Timoner chronicles this entire process with affection and sobriety. Last Flight Home is composed of a collage of images — home videos, recorded Zoom and FaceTime calls with family and friends, photos of her father through the years and footage the director shot during the 15-day process. The visuals may lack aesthetic cohesion, but they are considered enough to fulfill the project’s goal of presenting dying as ritual — a process that envelops members of one’s community. Timoner does not spare us the details, which is a gift in a nation and culture that pretend the dead and the dying do not exist. She films a medical team and Eli’s homecare aid lifting him from a wheelchair to the bed stationed in the living room of his house; she films him struggling to hold objects with his weakened, varicose-veined hands; and she films him in conversation with members of his family, joking and dispensing life advice. These convenings crystalize Eli’s personality and the shape of him as a person comes into view.
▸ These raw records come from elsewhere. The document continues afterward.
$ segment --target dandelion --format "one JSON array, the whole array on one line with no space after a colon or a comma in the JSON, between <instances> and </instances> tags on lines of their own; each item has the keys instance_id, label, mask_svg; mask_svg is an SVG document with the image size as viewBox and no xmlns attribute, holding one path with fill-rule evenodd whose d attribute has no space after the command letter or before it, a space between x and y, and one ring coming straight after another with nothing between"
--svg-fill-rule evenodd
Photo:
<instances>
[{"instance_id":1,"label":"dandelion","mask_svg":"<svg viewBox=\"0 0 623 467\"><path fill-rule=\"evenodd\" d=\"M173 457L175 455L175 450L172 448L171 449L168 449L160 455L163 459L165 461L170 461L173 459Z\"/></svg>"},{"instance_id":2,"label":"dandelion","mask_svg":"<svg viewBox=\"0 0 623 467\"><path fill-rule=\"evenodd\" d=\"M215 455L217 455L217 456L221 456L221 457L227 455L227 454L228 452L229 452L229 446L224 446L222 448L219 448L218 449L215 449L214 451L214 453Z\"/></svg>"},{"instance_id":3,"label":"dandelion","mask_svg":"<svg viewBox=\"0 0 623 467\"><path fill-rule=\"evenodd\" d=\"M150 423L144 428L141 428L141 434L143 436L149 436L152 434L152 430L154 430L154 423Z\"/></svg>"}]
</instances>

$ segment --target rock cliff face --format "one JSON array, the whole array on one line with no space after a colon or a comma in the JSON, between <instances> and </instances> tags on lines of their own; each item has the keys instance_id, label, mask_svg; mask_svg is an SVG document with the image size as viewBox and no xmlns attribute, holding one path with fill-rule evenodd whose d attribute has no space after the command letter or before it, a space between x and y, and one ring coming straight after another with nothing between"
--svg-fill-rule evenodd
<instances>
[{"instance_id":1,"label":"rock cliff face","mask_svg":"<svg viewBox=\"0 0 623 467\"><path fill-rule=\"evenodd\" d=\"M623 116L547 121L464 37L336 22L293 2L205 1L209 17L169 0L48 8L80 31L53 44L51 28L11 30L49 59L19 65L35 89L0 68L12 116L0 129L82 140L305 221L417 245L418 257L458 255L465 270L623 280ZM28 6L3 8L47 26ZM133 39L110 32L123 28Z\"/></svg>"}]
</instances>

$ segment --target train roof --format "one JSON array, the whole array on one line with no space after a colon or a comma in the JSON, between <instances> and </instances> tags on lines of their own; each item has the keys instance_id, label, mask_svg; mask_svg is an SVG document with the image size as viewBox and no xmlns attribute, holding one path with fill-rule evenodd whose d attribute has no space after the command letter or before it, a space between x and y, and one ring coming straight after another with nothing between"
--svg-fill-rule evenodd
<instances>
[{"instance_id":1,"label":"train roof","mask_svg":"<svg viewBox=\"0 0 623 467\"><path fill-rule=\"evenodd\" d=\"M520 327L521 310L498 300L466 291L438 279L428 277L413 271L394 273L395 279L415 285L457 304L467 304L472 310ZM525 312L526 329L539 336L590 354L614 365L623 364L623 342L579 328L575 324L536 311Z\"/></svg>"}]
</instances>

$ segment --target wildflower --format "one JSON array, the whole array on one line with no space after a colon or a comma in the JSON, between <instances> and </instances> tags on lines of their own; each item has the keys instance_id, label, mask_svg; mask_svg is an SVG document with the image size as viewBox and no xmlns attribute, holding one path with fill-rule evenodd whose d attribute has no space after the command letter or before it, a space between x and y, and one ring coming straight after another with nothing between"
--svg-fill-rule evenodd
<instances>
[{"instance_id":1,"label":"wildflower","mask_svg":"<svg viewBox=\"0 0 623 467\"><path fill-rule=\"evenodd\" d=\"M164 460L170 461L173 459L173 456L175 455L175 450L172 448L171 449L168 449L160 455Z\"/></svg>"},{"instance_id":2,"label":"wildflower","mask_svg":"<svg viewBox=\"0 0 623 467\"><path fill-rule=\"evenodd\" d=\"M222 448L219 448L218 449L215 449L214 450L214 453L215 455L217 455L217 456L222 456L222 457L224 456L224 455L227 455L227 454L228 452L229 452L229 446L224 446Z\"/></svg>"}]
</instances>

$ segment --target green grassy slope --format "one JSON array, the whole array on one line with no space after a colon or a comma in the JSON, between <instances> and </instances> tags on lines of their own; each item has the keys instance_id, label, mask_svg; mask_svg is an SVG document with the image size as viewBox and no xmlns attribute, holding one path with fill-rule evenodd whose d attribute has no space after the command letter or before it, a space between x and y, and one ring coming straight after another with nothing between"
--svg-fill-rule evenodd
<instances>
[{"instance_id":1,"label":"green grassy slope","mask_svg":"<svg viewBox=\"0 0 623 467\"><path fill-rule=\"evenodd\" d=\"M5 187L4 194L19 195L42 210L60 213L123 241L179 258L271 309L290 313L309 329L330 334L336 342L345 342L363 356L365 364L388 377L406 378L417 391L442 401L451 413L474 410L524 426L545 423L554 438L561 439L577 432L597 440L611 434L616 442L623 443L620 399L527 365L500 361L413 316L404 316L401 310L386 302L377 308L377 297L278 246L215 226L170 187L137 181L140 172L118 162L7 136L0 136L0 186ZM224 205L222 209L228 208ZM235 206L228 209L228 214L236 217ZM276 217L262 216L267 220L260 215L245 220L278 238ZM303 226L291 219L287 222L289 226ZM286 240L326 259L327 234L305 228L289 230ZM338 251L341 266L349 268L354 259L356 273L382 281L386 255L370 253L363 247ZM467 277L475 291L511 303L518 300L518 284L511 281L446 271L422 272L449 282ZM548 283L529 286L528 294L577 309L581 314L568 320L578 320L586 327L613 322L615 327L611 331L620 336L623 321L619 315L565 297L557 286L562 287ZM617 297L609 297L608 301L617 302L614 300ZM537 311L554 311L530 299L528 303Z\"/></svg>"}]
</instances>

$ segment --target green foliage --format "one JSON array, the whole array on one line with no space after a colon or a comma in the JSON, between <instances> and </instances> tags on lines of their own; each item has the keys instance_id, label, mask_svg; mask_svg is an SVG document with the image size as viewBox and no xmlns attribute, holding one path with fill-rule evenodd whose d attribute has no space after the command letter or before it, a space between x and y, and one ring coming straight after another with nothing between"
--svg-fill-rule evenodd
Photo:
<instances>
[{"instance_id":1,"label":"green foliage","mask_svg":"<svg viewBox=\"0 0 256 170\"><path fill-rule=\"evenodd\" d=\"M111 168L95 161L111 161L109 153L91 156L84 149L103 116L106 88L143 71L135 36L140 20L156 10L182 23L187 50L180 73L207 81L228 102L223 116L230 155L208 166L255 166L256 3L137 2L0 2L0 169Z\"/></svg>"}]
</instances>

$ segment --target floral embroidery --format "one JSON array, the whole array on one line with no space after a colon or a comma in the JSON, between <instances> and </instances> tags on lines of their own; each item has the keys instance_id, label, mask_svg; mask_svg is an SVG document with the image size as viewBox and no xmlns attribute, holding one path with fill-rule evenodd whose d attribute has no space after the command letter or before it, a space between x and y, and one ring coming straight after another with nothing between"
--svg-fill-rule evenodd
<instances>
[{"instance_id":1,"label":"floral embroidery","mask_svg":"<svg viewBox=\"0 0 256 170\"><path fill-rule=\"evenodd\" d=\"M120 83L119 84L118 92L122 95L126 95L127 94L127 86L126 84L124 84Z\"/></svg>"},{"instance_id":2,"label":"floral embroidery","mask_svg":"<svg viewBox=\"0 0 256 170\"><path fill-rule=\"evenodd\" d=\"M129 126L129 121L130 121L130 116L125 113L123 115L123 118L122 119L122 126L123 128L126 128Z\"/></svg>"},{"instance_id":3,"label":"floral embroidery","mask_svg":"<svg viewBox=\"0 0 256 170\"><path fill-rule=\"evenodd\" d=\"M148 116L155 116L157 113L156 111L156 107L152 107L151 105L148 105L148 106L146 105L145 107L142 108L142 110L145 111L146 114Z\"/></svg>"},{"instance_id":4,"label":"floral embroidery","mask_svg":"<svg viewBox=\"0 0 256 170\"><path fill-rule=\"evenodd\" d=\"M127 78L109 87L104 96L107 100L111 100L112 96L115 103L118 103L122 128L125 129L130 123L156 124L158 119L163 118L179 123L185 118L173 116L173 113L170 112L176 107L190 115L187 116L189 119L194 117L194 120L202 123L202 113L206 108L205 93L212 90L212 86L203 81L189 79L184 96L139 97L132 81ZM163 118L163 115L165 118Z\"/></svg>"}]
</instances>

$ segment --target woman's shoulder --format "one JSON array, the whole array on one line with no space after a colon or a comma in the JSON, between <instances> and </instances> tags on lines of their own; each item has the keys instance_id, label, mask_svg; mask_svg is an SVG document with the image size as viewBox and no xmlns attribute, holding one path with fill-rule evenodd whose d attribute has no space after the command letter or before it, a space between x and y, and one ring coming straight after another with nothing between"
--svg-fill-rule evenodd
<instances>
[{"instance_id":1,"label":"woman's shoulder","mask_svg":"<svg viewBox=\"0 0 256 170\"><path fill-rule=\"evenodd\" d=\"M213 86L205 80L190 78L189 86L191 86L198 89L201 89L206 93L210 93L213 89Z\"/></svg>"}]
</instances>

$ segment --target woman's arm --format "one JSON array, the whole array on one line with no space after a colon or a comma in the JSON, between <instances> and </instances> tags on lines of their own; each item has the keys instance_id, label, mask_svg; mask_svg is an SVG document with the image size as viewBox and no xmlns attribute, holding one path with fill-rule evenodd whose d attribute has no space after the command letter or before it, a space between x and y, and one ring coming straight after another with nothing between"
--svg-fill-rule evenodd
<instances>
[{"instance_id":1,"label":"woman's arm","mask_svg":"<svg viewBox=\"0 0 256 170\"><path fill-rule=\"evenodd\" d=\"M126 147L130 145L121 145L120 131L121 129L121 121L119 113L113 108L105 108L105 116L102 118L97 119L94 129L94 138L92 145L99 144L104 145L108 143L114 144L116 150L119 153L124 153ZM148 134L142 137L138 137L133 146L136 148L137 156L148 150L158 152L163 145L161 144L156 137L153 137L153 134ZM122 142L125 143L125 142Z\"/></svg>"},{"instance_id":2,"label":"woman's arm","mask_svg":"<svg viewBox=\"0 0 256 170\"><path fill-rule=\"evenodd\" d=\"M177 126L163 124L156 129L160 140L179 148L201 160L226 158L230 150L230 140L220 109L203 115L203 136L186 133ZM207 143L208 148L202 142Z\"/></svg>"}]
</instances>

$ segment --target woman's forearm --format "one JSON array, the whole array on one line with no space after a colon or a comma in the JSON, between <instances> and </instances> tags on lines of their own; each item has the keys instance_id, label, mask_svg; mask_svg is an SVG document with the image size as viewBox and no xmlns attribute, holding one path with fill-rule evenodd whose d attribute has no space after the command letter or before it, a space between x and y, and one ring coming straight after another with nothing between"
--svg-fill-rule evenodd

Time structures the film, which finds its footing when Timoner formally begins the 15-day countdown clock. The title cards — 15, 10, 5, 3 — briefly interrupt the narrative and, like a score, tune our feelings. Each day doubles as a lesson in Eli Timoner, the individual. We learn of his early years as an executive of Air Florida, how he lost his fortune and the company after the stroke and how a lack of disability legislation left him unprotected. With each new challenge, shame grew alongside Eli’s stoicism. He contorted his personality in response to it and, in these final days, the depth of his humiliation and distress becomes clearer.

But Timoner doesn’t only chronicle Eli’s version or vision of himself. As the family works through the practical nature of death — scheduling goodbye Zoom calls with friends, checking Eli’s bank accounts, assessing his debts, tracking his bills — they also share their stories. Timoner’s siblings, Rachel and David, talk to Eli and to each other about the impact their father had on their lives. The grandchildren seek advice from Eli about how to live a good life, conversations that allow the Timoner patriarch to flex his sense of humor and warmth. Then there’s Timoner’s mother, Lisa, who visibly contends with the thought of losing her husband, best friend and partner. Her grieving is quieter and, presumably, more off-camera.

Even knowing that death is coming does not prepare the Timoners or the viewer for the final moments of Last Flight Home. The process is methodical — Eli ingests the drug cocktail in three parts — and the mood is anxious and sad. When his final moments do arrive, when the time of death is recorded, a calm settles in. The members of his family hold each other, and Rachel’s words ring anew. “You were not perfect in this life,” she told her father at the end of his confession, “but you were good.”